De opgave voor de komende tijd is zorgen dat OS goed in beeld blijft en het niet ondersneeuwt door de handelsagenda van de nieuwe VVD-minister. Ook moeten we alert zijn als sector dat het OS-budget niet weer wordt opgegeten door de eerstejaarsopvang van asielzoekers. Verder: 500 miljoen extra ziet er mooi uit, maar we zitten pas aan het einde van deze kabinetsperiode op dit bedrag. Van de extra gelden wordt er geld geoormerkt voor de eerstejaarsopvang. De kans is aanwezig dat als de instroom (van asielzoekers) toeneemt, dat het budget verder wordt leeggegeten.
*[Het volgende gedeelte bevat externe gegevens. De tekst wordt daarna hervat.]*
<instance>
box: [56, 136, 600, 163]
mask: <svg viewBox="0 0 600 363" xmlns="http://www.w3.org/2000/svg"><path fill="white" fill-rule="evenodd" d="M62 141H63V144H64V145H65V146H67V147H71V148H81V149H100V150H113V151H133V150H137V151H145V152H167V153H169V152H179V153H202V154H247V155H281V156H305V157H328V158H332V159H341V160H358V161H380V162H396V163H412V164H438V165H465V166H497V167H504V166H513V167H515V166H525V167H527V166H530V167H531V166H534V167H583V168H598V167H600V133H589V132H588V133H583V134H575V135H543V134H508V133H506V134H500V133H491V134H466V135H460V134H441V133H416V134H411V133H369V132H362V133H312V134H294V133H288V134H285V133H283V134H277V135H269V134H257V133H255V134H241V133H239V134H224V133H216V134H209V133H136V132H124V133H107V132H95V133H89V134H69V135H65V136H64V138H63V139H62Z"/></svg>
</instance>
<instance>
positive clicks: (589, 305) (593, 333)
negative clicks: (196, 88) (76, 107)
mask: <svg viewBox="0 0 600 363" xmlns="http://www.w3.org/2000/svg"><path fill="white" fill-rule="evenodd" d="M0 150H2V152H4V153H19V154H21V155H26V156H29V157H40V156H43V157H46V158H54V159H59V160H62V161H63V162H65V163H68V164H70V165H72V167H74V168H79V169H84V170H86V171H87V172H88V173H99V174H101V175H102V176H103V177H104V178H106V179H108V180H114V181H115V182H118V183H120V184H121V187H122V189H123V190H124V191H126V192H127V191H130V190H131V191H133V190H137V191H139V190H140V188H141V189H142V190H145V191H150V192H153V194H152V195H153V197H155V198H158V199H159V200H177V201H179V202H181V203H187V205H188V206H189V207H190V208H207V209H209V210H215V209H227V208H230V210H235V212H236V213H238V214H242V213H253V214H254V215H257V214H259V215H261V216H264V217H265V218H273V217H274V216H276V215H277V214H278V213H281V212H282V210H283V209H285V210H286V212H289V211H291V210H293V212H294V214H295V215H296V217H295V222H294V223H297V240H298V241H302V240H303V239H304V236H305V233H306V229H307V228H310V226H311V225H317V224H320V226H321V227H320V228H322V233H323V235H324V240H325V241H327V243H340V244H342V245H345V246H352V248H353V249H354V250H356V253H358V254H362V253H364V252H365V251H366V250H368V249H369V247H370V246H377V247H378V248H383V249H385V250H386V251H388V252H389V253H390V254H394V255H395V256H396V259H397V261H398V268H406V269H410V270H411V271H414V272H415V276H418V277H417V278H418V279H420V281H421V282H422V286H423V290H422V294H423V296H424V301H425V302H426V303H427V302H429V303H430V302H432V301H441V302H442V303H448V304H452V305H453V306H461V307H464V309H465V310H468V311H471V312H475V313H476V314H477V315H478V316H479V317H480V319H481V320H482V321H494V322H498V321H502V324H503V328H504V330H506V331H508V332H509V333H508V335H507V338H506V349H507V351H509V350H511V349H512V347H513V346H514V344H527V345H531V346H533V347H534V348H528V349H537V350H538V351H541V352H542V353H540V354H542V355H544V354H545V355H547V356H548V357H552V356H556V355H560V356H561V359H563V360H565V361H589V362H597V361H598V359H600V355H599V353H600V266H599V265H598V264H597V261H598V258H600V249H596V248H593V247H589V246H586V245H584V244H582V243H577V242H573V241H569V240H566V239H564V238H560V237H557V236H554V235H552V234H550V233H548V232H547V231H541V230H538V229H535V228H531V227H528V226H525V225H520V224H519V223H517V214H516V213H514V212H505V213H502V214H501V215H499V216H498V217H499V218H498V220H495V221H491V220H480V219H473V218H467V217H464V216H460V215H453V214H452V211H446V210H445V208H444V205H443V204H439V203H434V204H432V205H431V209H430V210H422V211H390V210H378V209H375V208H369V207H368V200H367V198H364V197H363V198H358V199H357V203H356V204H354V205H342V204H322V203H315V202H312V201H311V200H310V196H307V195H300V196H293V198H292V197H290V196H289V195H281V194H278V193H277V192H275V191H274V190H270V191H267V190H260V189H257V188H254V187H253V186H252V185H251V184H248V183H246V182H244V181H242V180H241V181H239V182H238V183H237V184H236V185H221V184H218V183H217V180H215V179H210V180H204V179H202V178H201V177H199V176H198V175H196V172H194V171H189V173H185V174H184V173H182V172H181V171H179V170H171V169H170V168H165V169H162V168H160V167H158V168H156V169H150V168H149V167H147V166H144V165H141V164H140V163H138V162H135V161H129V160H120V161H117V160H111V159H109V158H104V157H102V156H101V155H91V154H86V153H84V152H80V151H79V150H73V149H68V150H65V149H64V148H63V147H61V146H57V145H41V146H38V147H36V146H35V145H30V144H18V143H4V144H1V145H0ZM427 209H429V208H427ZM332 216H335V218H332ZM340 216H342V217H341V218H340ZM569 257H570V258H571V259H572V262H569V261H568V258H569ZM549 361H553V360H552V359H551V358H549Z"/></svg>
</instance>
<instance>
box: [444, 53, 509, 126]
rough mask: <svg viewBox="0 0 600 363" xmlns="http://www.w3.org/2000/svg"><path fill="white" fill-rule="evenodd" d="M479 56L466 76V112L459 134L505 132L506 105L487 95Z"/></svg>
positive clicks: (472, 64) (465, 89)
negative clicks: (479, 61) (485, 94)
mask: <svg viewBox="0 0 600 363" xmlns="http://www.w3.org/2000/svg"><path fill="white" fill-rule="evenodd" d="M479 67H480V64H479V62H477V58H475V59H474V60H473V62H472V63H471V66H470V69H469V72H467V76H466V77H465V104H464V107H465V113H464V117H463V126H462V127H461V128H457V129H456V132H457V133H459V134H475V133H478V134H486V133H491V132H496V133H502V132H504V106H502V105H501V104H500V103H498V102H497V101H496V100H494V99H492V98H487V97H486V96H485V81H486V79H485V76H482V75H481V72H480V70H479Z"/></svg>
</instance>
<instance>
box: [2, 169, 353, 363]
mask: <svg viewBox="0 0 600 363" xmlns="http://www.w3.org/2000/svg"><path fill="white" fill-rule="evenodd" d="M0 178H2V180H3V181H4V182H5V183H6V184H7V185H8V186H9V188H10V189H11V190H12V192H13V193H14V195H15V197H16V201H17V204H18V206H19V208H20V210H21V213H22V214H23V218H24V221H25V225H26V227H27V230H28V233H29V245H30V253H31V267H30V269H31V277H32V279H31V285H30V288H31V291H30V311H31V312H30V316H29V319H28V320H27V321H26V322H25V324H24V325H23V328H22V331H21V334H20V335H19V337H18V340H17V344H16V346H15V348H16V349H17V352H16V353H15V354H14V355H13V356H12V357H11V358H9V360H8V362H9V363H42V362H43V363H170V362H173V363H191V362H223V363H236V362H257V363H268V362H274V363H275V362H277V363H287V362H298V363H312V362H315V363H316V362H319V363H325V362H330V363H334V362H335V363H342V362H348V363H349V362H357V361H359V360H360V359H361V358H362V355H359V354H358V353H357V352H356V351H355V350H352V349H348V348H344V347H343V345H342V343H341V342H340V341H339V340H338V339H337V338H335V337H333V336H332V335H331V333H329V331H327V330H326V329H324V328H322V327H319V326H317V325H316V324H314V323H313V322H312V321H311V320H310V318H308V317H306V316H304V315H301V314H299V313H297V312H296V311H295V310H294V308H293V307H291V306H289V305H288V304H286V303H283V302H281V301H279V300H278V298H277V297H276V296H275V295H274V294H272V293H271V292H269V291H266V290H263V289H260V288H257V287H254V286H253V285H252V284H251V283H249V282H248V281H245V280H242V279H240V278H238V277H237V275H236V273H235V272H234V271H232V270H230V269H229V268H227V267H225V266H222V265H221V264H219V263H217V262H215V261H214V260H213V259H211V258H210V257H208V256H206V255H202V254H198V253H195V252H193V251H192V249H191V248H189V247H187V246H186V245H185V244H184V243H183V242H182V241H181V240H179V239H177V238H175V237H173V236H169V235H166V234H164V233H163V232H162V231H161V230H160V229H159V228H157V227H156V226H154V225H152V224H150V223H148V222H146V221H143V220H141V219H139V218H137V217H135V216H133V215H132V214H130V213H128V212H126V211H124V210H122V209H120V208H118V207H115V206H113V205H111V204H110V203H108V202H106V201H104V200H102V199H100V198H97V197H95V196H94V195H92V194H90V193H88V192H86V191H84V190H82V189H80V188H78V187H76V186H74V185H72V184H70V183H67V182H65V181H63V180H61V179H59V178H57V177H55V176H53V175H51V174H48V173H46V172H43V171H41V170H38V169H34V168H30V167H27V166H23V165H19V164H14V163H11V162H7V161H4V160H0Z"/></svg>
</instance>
Het mooiste zou zijn om een maximering op die uitgaven van eerstejaars asielopvang te bewerkstelligen. Een ander belangrijk onderwerp is hoe het IMVO-wetsvoorstel er straks uit gaat zien. Als we te veel gaan kijken naar omliggende landen, denk aan Engeland waar het zwakste voorstel ligt, dan schiet het niet op. We kunnen bijvoorbeeld beter met Duitsland optrekken. 
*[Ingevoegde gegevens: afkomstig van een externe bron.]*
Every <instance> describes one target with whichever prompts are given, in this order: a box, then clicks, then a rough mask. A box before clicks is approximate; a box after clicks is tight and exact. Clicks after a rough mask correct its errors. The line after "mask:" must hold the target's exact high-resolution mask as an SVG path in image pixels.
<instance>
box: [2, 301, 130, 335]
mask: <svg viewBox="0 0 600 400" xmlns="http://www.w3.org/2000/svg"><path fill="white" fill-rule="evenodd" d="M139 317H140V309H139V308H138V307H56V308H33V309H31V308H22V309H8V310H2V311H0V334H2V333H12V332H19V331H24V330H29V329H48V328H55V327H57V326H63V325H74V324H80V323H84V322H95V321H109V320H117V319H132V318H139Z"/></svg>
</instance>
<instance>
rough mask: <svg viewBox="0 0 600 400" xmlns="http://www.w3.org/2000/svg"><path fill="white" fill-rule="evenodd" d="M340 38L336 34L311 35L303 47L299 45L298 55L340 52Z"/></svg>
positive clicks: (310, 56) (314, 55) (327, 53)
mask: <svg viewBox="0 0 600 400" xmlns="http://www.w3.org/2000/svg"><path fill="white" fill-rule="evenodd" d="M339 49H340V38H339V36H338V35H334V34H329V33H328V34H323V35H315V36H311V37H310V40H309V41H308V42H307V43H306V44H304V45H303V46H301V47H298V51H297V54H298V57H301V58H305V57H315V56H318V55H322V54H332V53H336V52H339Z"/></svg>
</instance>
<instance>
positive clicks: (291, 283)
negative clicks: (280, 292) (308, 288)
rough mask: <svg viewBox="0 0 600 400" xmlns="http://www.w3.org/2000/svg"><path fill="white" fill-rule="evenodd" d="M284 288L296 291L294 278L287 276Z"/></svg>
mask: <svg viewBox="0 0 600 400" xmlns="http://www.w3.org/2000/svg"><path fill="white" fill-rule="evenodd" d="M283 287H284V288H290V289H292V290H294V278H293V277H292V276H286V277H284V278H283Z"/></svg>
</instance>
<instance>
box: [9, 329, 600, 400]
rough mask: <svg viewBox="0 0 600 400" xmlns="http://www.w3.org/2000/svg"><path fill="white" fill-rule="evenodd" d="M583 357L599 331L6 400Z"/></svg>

Als het over de SDG’s gaat en de integraliteit van de SDG’s heb je wel iedereen nodig en ben je wel afhankelijk van de Minister van Financiën, in dit geval Kaag. Er is wel een kans dat zij gevoelig is voor een coherent beleid, met de SDG’s als basis en ook dat zij gevoelig is om de extra kosten voor opvang van eerstejaarsasielzoekers uit algemene middelen te gaan betalen als het teveel oploopt. Wopke (Hoekstra) en Liesje (Schreinemacher), daar moeten we mee afwachten. Ik heb begrepen dat Wopke zijn voorkeur lag bij Buitenlandse Zaken, nadat hij financiën was kwijtgeraakt, dus ik hoop dat hij gemotiveerd is vooral voor de mensenrechtenportefeuille als Christendemocraat. Liesje is wel betrokken geweest bij het IMVO-dossier vanuit het Europees parlement, dus ze zal daar wel gevoel bij hebben. Ik hoop alleen dat dat gevoel zich niet beperkt tot het bedrijfsleven, maar ook verbreed naar de impact die we willen hebben met z’n allen om gedwongen arbeid, slavenarbeid en een leefbaar loon te integreren in de wet. 

 
Wat zijn kernkwaliteiten van een goede lobbyist?
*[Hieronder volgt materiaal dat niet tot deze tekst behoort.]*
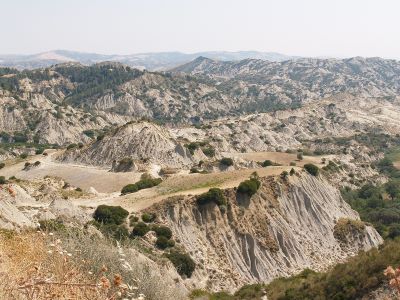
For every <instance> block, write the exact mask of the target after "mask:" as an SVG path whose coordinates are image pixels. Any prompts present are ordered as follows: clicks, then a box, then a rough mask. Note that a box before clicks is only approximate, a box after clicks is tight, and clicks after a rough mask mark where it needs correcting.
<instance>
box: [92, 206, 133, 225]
mask: <svg viewBox="0 0 400 300" xmlns="http://www.w3.org/2000/svg"><path fill="white" fill-rule="evenodd" d="M128 215H129V212H128V211H127V210H125V209H123V208H122V207H121V206H108V205H99V206H98V207H97V208H96V210H95V212H94V215H93V218H94V219H95V220H96V221H97V222H99V223H103V224H116V225H121V224H122V223H123V222H124V221H125V219H126V218H127V217H128Z"/></svg>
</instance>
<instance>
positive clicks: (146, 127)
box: [59, 122, 195, 171]
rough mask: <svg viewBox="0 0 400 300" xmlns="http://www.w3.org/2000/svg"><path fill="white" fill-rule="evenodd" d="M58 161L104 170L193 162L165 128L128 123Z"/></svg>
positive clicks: (140, 124) (136, 168)
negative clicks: (126, 162) (121, 162)
mask: <svg viewBox="0 0 400 300" xmlns="http://www.w3.org/2000/svg"><path fill="white" fill-rule="evenodd" d="M59 159H61V160H62V161H65V162H68V161H73V162H79V163H83V164H90V165H105V166H112V165H114V166H115V164H116V162H118V163H119V164H120V163H121V162H123V161H124V160H126V161H128V160H132V163H133V164H134V165H136V166H137V167H136V169H137V168H139V169H141V166H144V165H150V164H156V165H161V166H166V167H185V166H186V167H187V166H190V165H191V164H192V163H193V162H194V161H195V158H194V157H193V156H192V155H191V154H190V152H189V150H188V149H186V148H185V147H183V145H181V144H180V143H178V142H177V141H176V140H175V139H174V138H173V137H172V136H171V134H170V132H169V130H168V129H167V128H164V127H161V126H158V125H156V124H154V123H150V122H132V123H128V124H126V125H124V126H122V127H120V128H118V129H117V130H116V132H114V133H113V134H111V135H107V136H105V137H104V138H103V139H102V140H100V141H96V142H93V143H92V144H90V145H88V146H87V147H85V148H83V149H74V150H70V151H68V150H67V151H66V152H65V153H64V154H63V155H62V156H61V157H60V158H59ZM114 169H118V168H113V170H114ZM128 171H129V170H128Z"/></svg>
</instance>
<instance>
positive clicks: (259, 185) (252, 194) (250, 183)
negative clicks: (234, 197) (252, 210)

Persoonlijke contacten maken echt het verschil. Ideaal gezien met de minister, maar anders ook contacten met de persoonlijk assistenten, coalitiewoordvoerders en de oppositiewoordvoerders. Als Kamerlid krijg je ongeveer 100 mails per dag, dus ik probeerde in de trein van Amsterdam naar Den Haag al die mails in een uur te scannen en op de terugweg nog een keer, dan haalde ik er echt niet alles uit. Maar als ik een berichtje kreeg dan zag ik ze wel langskomen en ook een belletje maakt het contact persoonlijker. Een goed netwerk met goede contacten is dus belangrijk, maar je moet ook weten wat er goed zou kunnen landen. Soms kwamen mensen bij mij langs en dan vroeg ik aan het einde of mensen nog wat te melden of te wensen hadden. Een introductie is dan eigenlijk onvoldoende. Je moet een gesprek goed voorbereiden en van tevoren scherp hebben wat je uit zo’n gesprek wilt halen. Kamerleden zijn hele drukke mensen, een gemiddelde Kamerlid moet drie of vier portefeuilles doen. Als je met creatieve, vernieuwende plannen komt of met een motie die het eventueel kan halen, dan luisteren ze wel. Maar dan moet je daar wel politiek gevoel voor hebben. Mensen als Paul van der Berg, Peter Ras, Roman Baatenburg en Koos de Bruijn, zijn gepokt en gemazeld in de sector en kunnen haarfijn dingen op maat aangeven. 

 

Hoe zie jij de rol van Partos in de ontwikkelingssector?

Partos is een belangrijk platform om de krachten te bundelen en ideeën te brainstormen over wat we kunnen doen richting Den Haag. Het hoeft daarbij niet zo te zijn dat Partos dat altijd doet. Het kan ook prima zijn dat je het netwerk van verschillende organisaties gebruikt. Partos heeft wel een spilfunctie als we brainstormen over wat we als sector kunnen doen.